Hussain v King Edward VII Hospital [30.11.12]
Doctrine of res ipsa loquitur did not apply where Claimant suffered from shoulder pain following a cystoscopy.


This case illustrates the difficulty of a claimant pursuing a clinical negligence claim based upon the maxim res ipsa loquitur. The claimant is required to put forward a positive case. In this claim, the Claimant had no factual evidence indicating any negligence by the hospital and his expert could only speculate that the cause of his injury may have been due to negligence. This did not rebut the burden of proof on the Claimant, even when res ipsa loquitur was pleaded.

The hospital’s evidence indicated that all reasonable care was provided.

Indemnity costs were awarded against the Claimant. This was due to the hospital’s proactive approach to litigation and seeking an early resolution.

Whilst the hospital’s "drop hands" settlement offer was not accepted by the Court as a Part 36 offer, as it did not have the intended costs consequences set out in the CPR, general court discretion allowed indemnity costs to be ordered from its expiry.


The Claimant was an electronic engineer who formerly worked for the Kuwait Oil Company. He was exposed to noxious gases following an accident at an oil refinery in Kuwait. When he was medically examined, a potentially cancerous growth was found. In April 2004, when he was aged only 32, he underwent a cystoscopy. Tests revealed that he had contracted bladder cancer and he was advised that regular investigations would be required. He was referred to the King Edward VII Hospital and saw Mr Shah, a Consultant Urologist, in December 2004.

A further cystoscopy was arranged for 5 January 2005 under the care of Mr Shah and Dr Hamilton-Davies, a consultant anaesthetist, both independent practitioners. The procedure only took a few minutes. When the Claimant woke following the operation he complained of severe pain in his left shoulder.

The claim was brought against the hospital for alleged negligent handling of the Claimant by its nursing or theatre staff resulting in trauma to his shoulder whilst under general anaesthetic. No claim was brought against the consultants.

The Claimant sought to rely on the doctrine of res ipsa loquitur (the facts speak for themselves).

Decision on liability

Mr Justice Eady dismissed the Claimant’s claim:

  • Where res ipsa loquitur is argued, the burden of proof remains on the Claimant throughout. A Defendant is only required to show a plausible alternative explanation in order to rebut a prima facie case. In practice, when it comes to medical negligence cases, a claimant is generally going to need to support his case by expert evidence that the circumstances relied upon would not ordinarily come about in the absence of negligence.
  • At the time of the cystoscopy, the Claimant had an underlying degenerative shoulder condition. This meant that, when the unremarkable relaxation of the muscles took place under anaesthesia, there was a realignment in the biomechanical environment of the joint.

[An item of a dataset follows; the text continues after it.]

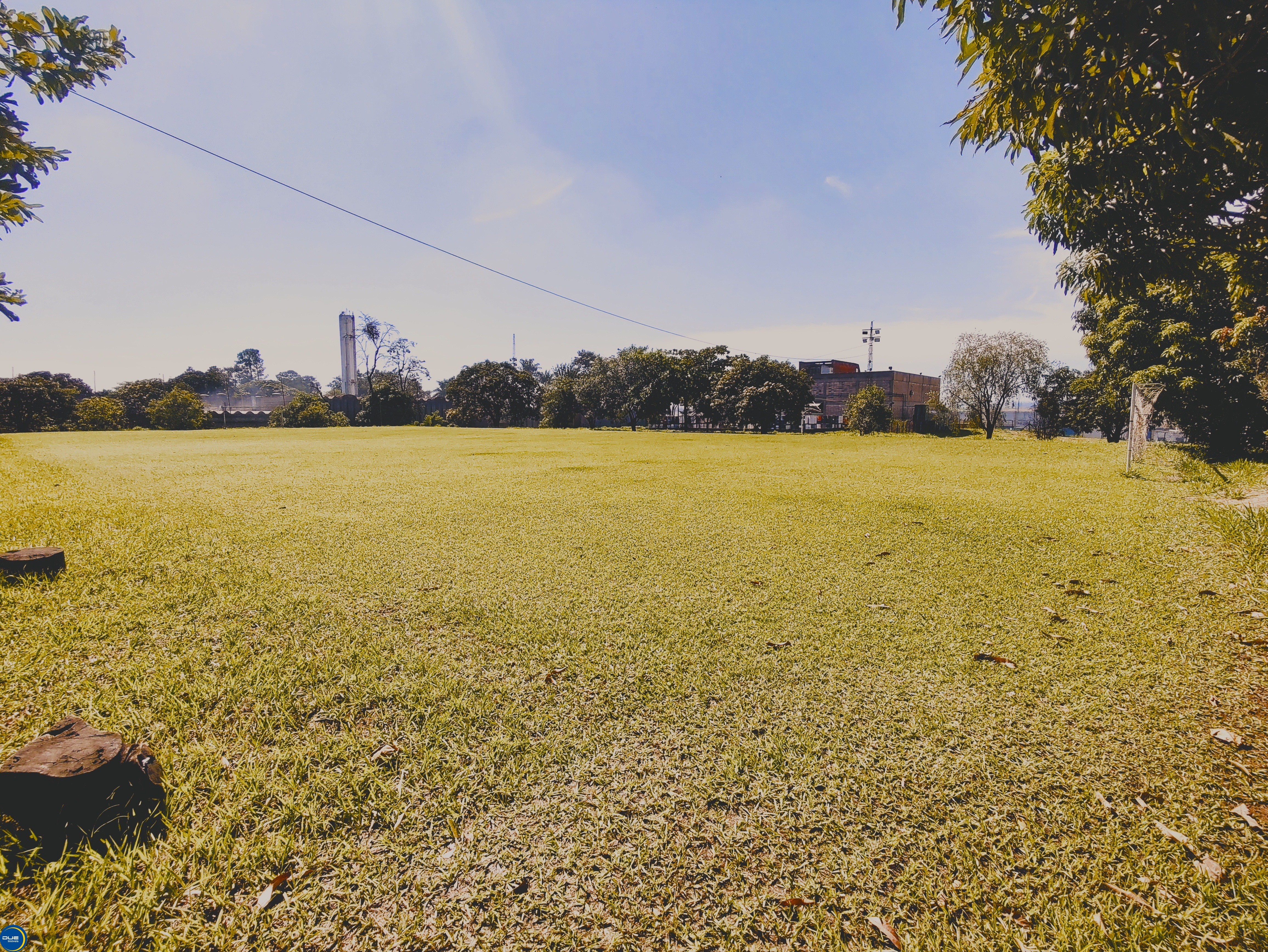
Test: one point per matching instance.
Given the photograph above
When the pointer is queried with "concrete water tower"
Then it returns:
(348, 353)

This triggered the onset of the acute arthropathy.
  • All the relevant witnesses spoke of the hospital’s rigour in keeping meticulous records in the event of any untoward incident liable to affect a patient’s welfare. There was no reason to reject that evidence. No such negligent incident was proved and all reasonable care had been provided by the hospital staff.

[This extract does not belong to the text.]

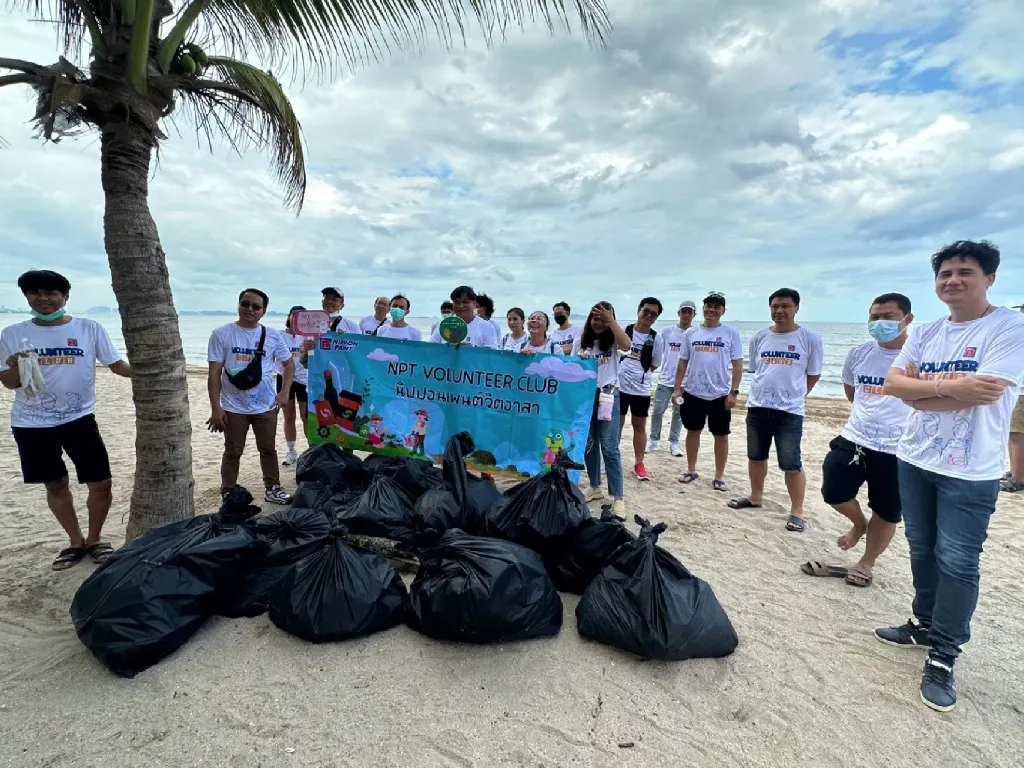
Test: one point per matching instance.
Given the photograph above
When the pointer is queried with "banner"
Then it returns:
(406, 398)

Mr Justice Eady was asked to consider indemnity costs against the Claimant on the basis that:

  • The Claimant had unreasonably ignored the hospital’s offers and failed to make any offers of his own throughout the litigation.
  • The claim was for an exaggerated amount of approximately £900,000, which was reduced to £200,000 on the opening day of the trial.
  • A round table meeting in September 2011 was unreasonably cancelled by the Claimant at the last minute.
  • The Claimant had ignored Master Roberts' previous judgment on the hospital’s application for summary judgment/security for costs. This concluded that although the claim could not be struck out, there were reasonably good prospects of successfully defending it.

Mr Justice Eady considered that the conduct of the Claimant warranted indemnity costs as his actions took the case "out of the norm", as set out in the leading case of Excelsior Commercial & Industrial Holdings Ltd v Salisbury Hammer Aspden & Johnson and another [2002].

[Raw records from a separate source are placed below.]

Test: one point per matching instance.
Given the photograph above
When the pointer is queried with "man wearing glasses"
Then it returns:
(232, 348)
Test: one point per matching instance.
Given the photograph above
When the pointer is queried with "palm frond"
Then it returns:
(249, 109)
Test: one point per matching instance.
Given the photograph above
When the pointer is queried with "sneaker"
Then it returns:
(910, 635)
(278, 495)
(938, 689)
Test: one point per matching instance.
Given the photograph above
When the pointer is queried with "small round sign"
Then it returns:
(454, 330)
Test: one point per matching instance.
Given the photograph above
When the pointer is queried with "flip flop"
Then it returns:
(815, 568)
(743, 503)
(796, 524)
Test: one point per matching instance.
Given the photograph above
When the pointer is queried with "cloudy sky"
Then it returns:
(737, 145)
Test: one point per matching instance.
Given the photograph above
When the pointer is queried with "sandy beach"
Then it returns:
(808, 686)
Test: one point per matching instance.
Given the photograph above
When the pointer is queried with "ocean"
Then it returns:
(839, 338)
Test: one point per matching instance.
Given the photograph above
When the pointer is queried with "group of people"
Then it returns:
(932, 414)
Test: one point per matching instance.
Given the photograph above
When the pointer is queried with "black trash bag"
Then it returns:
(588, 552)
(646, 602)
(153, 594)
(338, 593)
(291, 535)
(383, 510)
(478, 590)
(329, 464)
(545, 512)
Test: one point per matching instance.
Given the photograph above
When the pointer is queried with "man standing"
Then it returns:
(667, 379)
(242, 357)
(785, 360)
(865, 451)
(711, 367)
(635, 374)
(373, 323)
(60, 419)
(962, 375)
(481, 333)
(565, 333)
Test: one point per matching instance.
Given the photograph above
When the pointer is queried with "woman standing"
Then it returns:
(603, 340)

The Judge was satisfied that a "drop hands" settlement offer made by the Defendant on 23 May 2011, and headed a Part 36 offer, was inappropriately rejected. Whilst the offer was put forward as a Part 36, it did not have the characteristics of Part 36 as the Claimant’s costs were not to be paid. Nevertheless, the Court had discretion under CPR 44.3. Indemnity costs were appropriate from the expiry of the "drop hands" offer.